Kendler K S, Walters E E, Neale M C, Kessler R C, Heath A C, Eaves L J
Department of Psychiatry, Medical College of Virginia/Virginia Commonwealth University, Richmond, USA.
Arch Gen Psychiatry. 1995 May;52(5):374-83. doi: 10.1001/archpsyc.1995.03950170048007.
Although prior family and twin studies have examined the relationship between the genetic and environmental risk factors for pairs of psychiatric disorders, the interrelationship between these classes of risk factors for a broad range of psychiatric disorders remains largely unknown.
An epidemiologic sample of 1030 female-female twin pairs with known zygosity, ascertained from the Virginia Twin Registry, were evaluated by a personal interview conducted by mental health professionals, assessing lifetime history of phobia, generalized anxiety disorder, panic disorder, bulimia nervosa, major depression, and alcoholism.
A multivariate twin analysis suggested the following. First, genetic, familial-environmental, and individual-specific environmental risk factors each cause a unique pattern of comorbidity among the six disorders. Second, genetic influences on these disorders are best explained by two factors, the first of which loads heavily on phobia, panic disorder, and bulimia nervosa and the second, on major depression and generalized anxiety disorder. Third, unlike other disorders, genetic influences on alcoholism are largely disorder specific. Fourth, familial-environmental influences on these disorders are best explained by a single factor that substantially influenced liability to bulimia nervosa only. Fifth, individual-specific environmental influences on the risk for these psychiatric disorders are best explained by a single factor, with highest loadings on generalized anxiety disorder and major depression and with large-disorder-specific loadings, especially on phobias, panic disorder, and alcoholism.
These results support the following hypotheses: First, each major risk factor domain (genes, family environment, and individual-specific environment) influences comorbidity between these disorders in a distinct manner. Second, genetic influences on these six disorders are neither highly specific nor highly nonspecific. Neither a model that contains a discrete set of genetic factors for each disorder nor a model in which all six disorders results from a single set of genes is well supported. Third, the anxiety disorders are not, from a genetic perspective, etiologically homogeneous. Fourth, most of the genetic factors that influence vulnerability to alcoholism in women do not alter the risk for development of other common psychiatric disorders. These results should be interpreted in the context of both the strengths and limitations of multivariate twin analysis.
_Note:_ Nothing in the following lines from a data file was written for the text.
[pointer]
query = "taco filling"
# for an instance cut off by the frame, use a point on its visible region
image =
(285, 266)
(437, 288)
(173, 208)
尽管先前的家族和双胞胎研究已经考察了成对精神疾病的遗传和环境风险因素之间的关系,但这些类别风险因素在广泛精神疾病中的相互关系在很大程度上仍然未知。
从弗吉尼亚双胞胎登记处确定的1030对已知合子性的女性双胞胎组成的流行病学样本,由心理健康专业人员进行个人访谈评估,以了解恐惧症、广泛性焦虑症、惊恐障碍、神经性贪食症、重度抑郁症和酒精中毒的终生病史。
多变量双胞胎分析表明如下情况。第一,遗传、家庭环境和个体特异性环境风险因素各自导致六种疾病之间一种独特的共病模式。第二,对这些疾病的遗传影响最好由两个因素来解释,第一个因素在恐惧症、惊恐障碍和神经性贪食症上负荷很重,第二个因素在重度抑郁症和广泛性焦虑症上负荷很重。第三,与其他疾病不同,对酒精中毒的遗传影响在很大程度上是疾病特异性的。第四,对这些疾病的家庭环境影响最好由一个仅对神经性贪食症易感性有实质性影响的单一因素来解释。第五,对这些精神疾病风险的个体特异性环境影响最好由一个单一因素来解释,在广泛性焦虑症和重度抑郁症上负荷最高,并且有较大的疾病特异性负荷,尤其是在恐惧症、惊恐障碍和酒精中毒上。
这些结果支持以下假设:第一,每个主要风险因素领域(基因、家庭环境和个体特异性环境)以独特方式影响这些疾病之间的共病情况。第二,对这六种疾病的遗传影响既不是高度特异性的也不是高度非特异性的。既没有一个为每种疾病包含一组离散遗传因素的模型,也没有一个所有六种疾病都由一组单一基因导致的模型得到充分支持。第三,从遗传角度来看,焦虑症在病因学上并非同质。第四,大多数影响女性酒精中毒易感性的遗传因素不会改变其他常见精神疾病的发病风险。这些结果应在多变量双胞胎分析的优势和局限性的背景下进行解释。